ChatGPT users are lamenting a recent situation in which the AI bot is telling them to do their work like it's their boss or something, prompting OpenAI to investigate.
The company announced on Thursday that it was looking into reports that ChatGPT began refusing user demands by suggesting that they finish tasks themselves or flat out refusing to complete them — while stopping short of returning an out-of-office email from Cabo.
OpenAI, via the ChatGPT account on X, said it was soliciting feedback on the model "getting lazier."
"We haven't updated the model since Nov 11th, and this certainly isn't intentional," the company wrote. "model behavior can be unpredictable, and we're looking into fixing it."
ChatGPT has been touted as a revolutionary tool for people who would rather play solitaire at work while outsourcing their tasks. The bot has racked up 1.7 billion users, per estimates, since its launch in November of last year. In that time, research has shown that ChatGPT helped some users become more efficient employees and allowed them to return more quality work.
But now, people are saying they are being met with sass from the bot that's supposed to make their lives easier.

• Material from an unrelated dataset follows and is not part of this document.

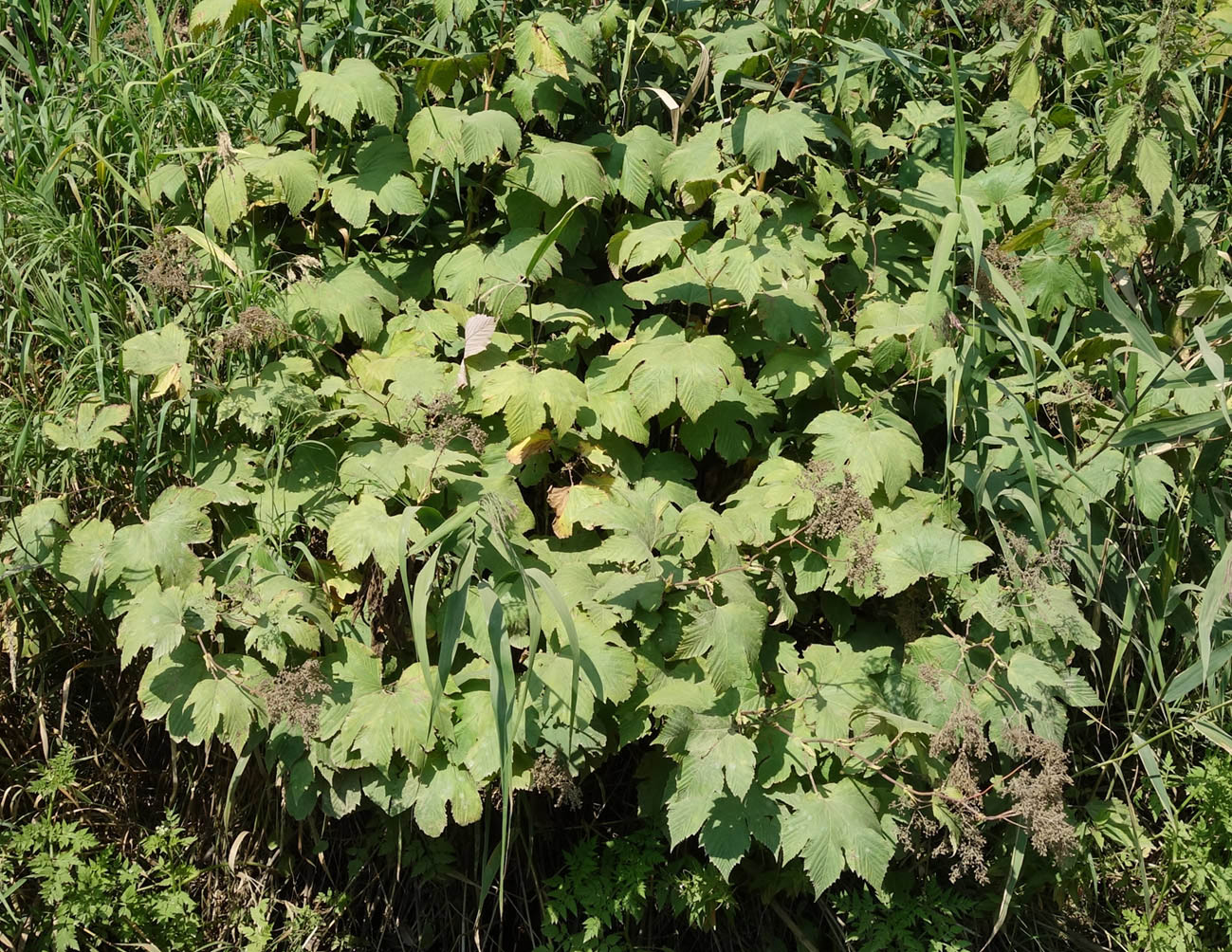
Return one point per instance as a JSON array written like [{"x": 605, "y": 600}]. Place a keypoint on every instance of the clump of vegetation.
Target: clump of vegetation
[{"x": 590, "y": 476}]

For example, Semafor reported that a startup founder tried asking the bot to list the days of the week up to May 5. It responded that it couldn't complete an "exhaustive list." When Business Insider tested this out, ChatGPT provided detailed directions on calculating how many weeks existed between December 9 and May 5 and also provided an answer.
On Reddit, users complain about the laborious task of getting ChatGPT to appropriately respond to assigned tasks by switching out various prompts until they reach the desired response. Many of the complaints are focused on ChatGPT's ability to write code and want the company to return to the original GPT models. Users also said that the quality of responses is also in decline.
Employees have previously attributed some of the issues to a software bug, but OpenAI said Saturday that it is still investigating user complaints. In a statement on X, it stressed that the training process can result in different personalities for its models.
"Training chat models is not a clean industrial process. different training runs even using the same datasets can produce models that are noticeably different in personality, writing style, refusal behavior, evaluation performance, and even political bias," the company wrote.
OpenAI did not immediately respond to a request for comment.